When describing his research findings, Freidenreich compared them to a school lunchroom. “Middle school cliques govern who you can and can not eat with, similar to religious law: ‘Thou shalt not hang out,’” he said. Jews, Muslims and Christians all have different ways of eating, and who we eat with reflects how we think about “us” and how we think about “them.”
While many believe religious laws surrounding food simply to be ingredient based, Freidenreich explained that the rules also involve who can make the food and who can consume the food.
To conduct his research, Freidenreich “gathered laws [regarding food] from Spain to Persia, the Bible to the Middle Ages and from Hebrew, Arabic and Latin languages.” He then examined what the similarities and differences were between them, and used that information to piece together the main question his book sought to answer—what are the authors of these texts thinking, and how do these laws about food in Jewish, Christian and Muslim cultures construct a more broad relationship between these religions? The result is a work that explores how Jews, Christians and Muslims perceive themselves through interreligious tolerance and a comparative study of religion.

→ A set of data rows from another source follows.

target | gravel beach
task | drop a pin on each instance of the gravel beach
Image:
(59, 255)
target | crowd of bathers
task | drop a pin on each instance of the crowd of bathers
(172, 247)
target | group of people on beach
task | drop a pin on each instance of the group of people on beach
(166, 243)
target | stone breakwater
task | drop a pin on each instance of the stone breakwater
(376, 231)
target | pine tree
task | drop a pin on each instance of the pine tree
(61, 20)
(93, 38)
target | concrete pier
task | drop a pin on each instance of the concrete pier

The success of his most recent publication follows another project he began on campus, Colby’s Maine Jewish History Project, which still continues today. Freidenreich explained that he wanted to work closely with students on campus, but knew that it would be difficult in his specialized field—medieval law work. Meanwhile, when he began to look at Jewish history in Maine, he realized that hardly anything has been published on the subject. “It was such a great opportunity,” he noted, “because the subject matter was so accessible. It hadn’t yet been tapped and there were audience members wanting to better know themselves and those who were here before them.”
Through an intense and interactive JanPlan course on the subject, Freidenreich and several students began collecting information through oral stories and boxes stored in local attics processing, analyzing and interpreting this data based on its context and then giving it back to the community. This led to the creation of the website, “Jews in Maine” (web.colby.edu/jewsinmaine), on which the work College students as well as community members produced is collected and read in one location by all citizens.
Freidenreich notes that not all of the students on the team are Jewish—“at least half of the research team is not Jewish. They are also Mainers and more, one student this past year was an international student from China who just wanted to learn more about Maine.”
He also felt that students really engaged with the research because it gave them a sense of place in Maine and the knowledge that their work is going to be read by people other than the professor. “Students were able to present work to the community, which is a rare opportunity to engage those around us. I don’t know how many other colleges offer these opportunities.”
Freidenreich, who is also an ordained rabbi from the Jewish Theological Seminary, is currently on sabbatical researching his next book project. For his next book he is hoping to take the findings of his recent book and see if the same rules apply in all conditions, including religious minorities. “In Foreigners and their Food I looked at just one slice of the pie, but now I want to examine the whole pie,” he explained. He will be spending the fall in Maine reading works on the subject, and then will spend the spring in Europe and Israel examining original documents to complete his research.
For those interested in religion and food, be sure to mark your calendars. Freidenreich will be returning to campus on Wednesday, Nov. 30 to present his book and will offer a talk on the subject matter.